Graph Technologies are Helping Sunset CISC
Modern native graph databases are designed using simple pointer-hopping to quickly traverse large databases. But these operations are not efficient on Complex Instruction Set Computers (CISC). In this article I show how the graph industry is helping innovative organizations design a new generation of hardware optimized for massively parallel graph analytics.
Last month, Apple announced it is dropping the Intel x86 CPUs and moving to it’s own custom silicon CPUs built around the ARM processors. This is one of the most significant changes in the computer industry in the last 20 years. And although it is an expensive undertaking for Apple, in the long run it will also benefit many consumers that never purchase an Apple product.

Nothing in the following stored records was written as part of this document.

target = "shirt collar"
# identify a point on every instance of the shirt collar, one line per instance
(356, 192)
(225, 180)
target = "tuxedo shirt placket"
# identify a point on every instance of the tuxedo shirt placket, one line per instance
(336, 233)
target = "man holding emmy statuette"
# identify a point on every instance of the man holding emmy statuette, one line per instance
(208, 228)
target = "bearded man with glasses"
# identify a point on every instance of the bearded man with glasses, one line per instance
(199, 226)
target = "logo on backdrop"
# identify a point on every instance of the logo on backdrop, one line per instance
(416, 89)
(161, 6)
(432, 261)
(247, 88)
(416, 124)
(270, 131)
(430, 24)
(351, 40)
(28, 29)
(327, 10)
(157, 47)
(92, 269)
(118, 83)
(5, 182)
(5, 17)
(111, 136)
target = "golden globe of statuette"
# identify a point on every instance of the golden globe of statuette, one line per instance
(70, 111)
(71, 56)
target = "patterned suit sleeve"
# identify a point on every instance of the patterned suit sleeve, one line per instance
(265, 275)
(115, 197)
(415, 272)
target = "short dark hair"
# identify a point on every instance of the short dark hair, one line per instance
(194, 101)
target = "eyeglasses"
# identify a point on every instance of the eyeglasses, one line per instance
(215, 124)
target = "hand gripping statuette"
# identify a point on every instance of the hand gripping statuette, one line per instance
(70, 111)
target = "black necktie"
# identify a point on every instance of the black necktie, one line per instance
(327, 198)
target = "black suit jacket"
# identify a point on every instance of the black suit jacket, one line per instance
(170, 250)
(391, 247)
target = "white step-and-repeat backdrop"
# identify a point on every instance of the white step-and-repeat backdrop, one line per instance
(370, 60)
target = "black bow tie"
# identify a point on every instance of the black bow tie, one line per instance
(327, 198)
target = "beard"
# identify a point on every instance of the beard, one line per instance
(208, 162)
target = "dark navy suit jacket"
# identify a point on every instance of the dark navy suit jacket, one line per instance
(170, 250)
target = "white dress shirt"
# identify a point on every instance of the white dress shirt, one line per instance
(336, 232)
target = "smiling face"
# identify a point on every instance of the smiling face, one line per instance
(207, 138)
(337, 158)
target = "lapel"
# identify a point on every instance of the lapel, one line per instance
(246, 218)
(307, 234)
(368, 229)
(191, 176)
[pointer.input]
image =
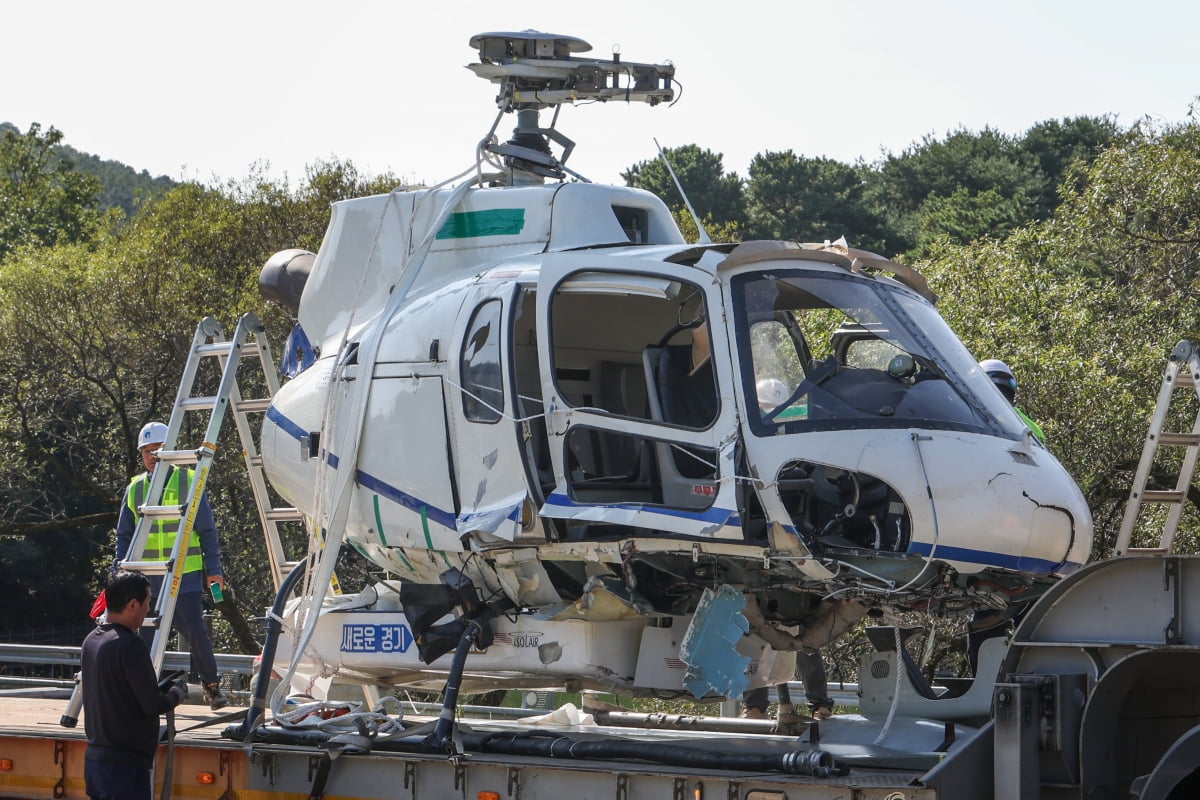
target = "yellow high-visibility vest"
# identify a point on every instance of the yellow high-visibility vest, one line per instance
(162, 531)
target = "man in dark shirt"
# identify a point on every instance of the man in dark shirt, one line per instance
(121, 698)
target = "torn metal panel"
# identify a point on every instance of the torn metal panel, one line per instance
(606, 599)
(709, 647)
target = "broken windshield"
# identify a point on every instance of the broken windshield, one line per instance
(825, 350)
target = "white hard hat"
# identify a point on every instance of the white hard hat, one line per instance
(153, 433)
(772, 391)
(991, 366)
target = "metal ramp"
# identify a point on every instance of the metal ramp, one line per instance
(209, 342)
(1182, 371)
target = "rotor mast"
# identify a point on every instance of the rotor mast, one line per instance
(537, 71)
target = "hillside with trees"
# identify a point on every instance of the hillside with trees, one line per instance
(1072, 252)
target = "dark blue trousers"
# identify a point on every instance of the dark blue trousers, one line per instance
(107, 781)
(190, 621)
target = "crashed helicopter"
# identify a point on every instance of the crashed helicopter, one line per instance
(612, 458)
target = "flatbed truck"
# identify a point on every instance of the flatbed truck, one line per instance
(1097, 696)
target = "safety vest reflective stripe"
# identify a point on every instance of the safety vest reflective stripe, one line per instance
(161, 537)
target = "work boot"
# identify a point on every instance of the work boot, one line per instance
(215, 697)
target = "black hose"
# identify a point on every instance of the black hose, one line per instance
(274, 627)
(817, 763)
(442, 739)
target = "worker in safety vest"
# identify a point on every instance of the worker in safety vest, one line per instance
(1006, 382)
(202, 558)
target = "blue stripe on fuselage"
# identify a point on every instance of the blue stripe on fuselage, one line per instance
(1003, 560)
(366, 480)
(724, 516)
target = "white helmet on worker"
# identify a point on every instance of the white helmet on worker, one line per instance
(153, 433)
(1000, 374)
(772, 391)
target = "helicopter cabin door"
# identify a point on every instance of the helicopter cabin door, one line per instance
(637, 395)
(489, 465)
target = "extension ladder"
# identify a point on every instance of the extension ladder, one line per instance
(249, 340)
(1182, 370)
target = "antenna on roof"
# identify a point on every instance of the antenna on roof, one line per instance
(695, 217)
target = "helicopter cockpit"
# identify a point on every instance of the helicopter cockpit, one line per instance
(857, 354)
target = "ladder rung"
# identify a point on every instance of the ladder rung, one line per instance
(1162, 495)
(198, 403)
(1181, 439)
(178, 456)
(161, 512)
(226, 348)
(258, 404)
(149, 567)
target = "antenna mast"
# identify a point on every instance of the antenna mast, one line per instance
(537, 71)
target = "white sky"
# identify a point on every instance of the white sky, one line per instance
(204, 90)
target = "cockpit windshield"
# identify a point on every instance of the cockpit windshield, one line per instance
(826, 350)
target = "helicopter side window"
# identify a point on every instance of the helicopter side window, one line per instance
(483, 397)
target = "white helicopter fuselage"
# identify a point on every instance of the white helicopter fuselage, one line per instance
(660, 463)
(509, 422)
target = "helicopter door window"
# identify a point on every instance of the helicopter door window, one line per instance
(483, 397)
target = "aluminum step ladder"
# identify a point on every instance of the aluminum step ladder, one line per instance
(1182, 372)
(209, 342)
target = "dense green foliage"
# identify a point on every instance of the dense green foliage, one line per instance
(1071, 252)
(965, 186)
(121, 187)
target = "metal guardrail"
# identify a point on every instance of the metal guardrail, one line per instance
(69, 656)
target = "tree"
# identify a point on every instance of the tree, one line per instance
(907, 191)
(43, 200)
(1057, 146)
(1086, 305)
(808, 199)
(713, 193)
(93, 342)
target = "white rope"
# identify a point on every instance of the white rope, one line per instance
(333, 522)
(489, 405)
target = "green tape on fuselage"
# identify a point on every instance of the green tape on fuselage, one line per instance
(493, 222)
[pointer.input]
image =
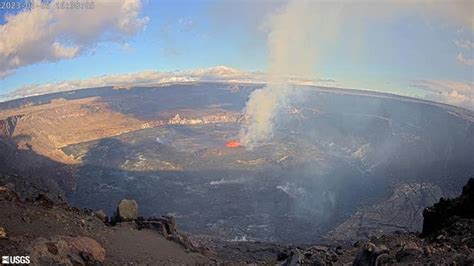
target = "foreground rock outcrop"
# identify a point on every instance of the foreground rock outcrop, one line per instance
(52, 232)
(127, 210)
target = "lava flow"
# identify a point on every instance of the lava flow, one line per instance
(232, 144)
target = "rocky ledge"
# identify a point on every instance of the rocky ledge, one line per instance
(52, 232)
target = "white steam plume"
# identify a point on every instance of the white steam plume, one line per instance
(302, 29)
(292, 52)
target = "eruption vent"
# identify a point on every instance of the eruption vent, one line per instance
(233, 144)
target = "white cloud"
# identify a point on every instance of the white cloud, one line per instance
(465, 44)
(467, 61)
(218, 74)
(448, 91)
(48, 35)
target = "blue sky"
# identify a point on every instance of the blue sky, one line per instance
(183, 35)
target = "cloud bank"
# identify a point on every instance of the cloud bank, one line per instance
(447, 91)
(47, 35)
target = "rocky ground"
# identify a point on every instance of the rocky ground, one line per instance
(52, 232)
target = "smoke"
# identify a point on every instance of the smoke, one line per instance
(291, 53)
(301, 30)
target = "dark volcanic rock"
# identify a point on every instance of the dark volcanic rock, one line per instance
(7, 195)
(67, 250)
(369, 255)
(127, 210)
(442, 213)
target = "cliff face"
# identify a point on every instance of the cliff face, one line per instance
(8, 125)
(447, 211)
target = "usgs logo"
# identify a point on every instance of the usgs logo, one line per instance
(15, 259)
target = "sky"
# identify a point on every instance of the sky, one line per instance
(419, 48)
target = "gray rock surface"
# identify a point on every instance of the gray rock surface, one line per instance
(127, 210)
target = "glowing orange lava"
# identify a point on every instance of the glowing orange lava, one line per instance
(232, 144)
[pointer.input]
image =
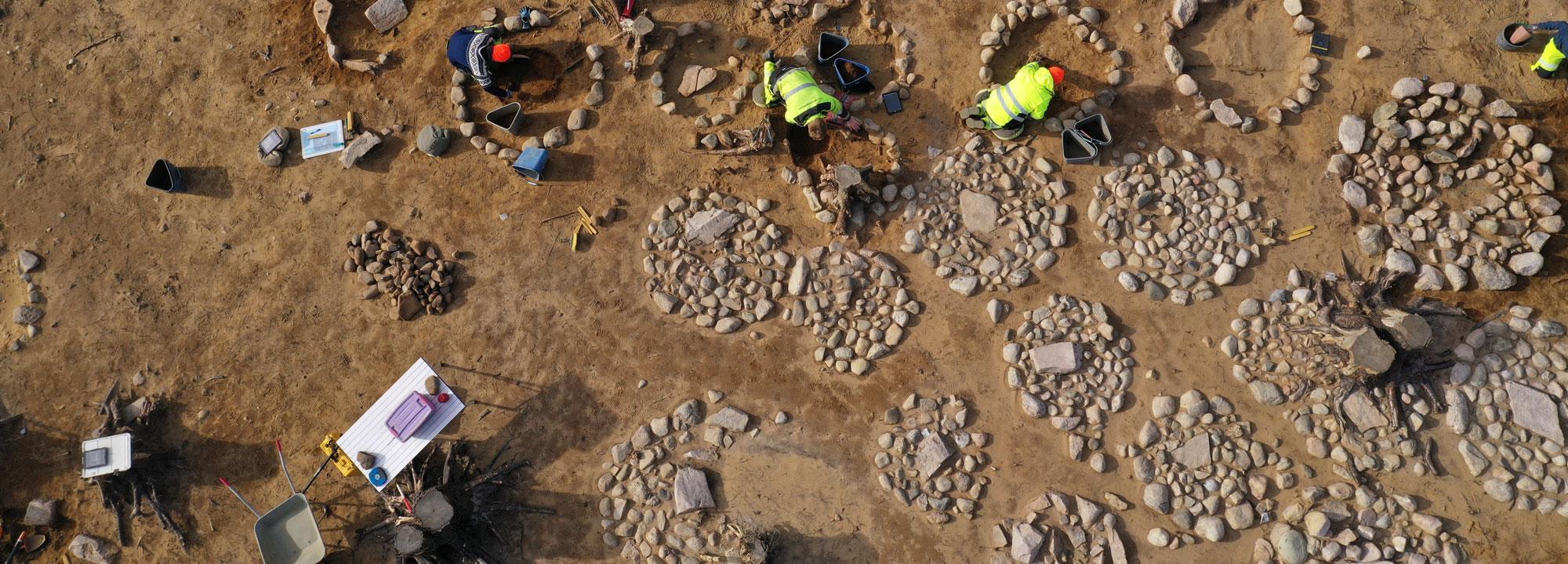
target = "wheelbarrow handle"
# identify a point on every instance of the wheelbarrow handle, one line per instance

If you are not familiar with the Intel x86 architecture, it is a classic example of a CISC. The current Intel x86 chips evolved from early designs by adding a few new instructions each generation. This was done by well intentioned engineers that wanted to speedup processing of an existing processor by adding a highly specialized instruction that might be useful for a single application while remaining compatibility with their current installed base.
Over the years the current Intel x86 instruction set grew to a bloated 1,505 instructions. And every additional instruction required additional silicon real estate. But like many good ideas, they are eventually toppled due to the complexity of their design and the challenges of testing their functionality. It is unreasonable to ask the Intel chip designers to continually maintain compatibility with the past and remain the lowest cost and highest performance solution for new workloads. Intel’s latest security vulnerabilities show this is an unavoidable outcome of complexity.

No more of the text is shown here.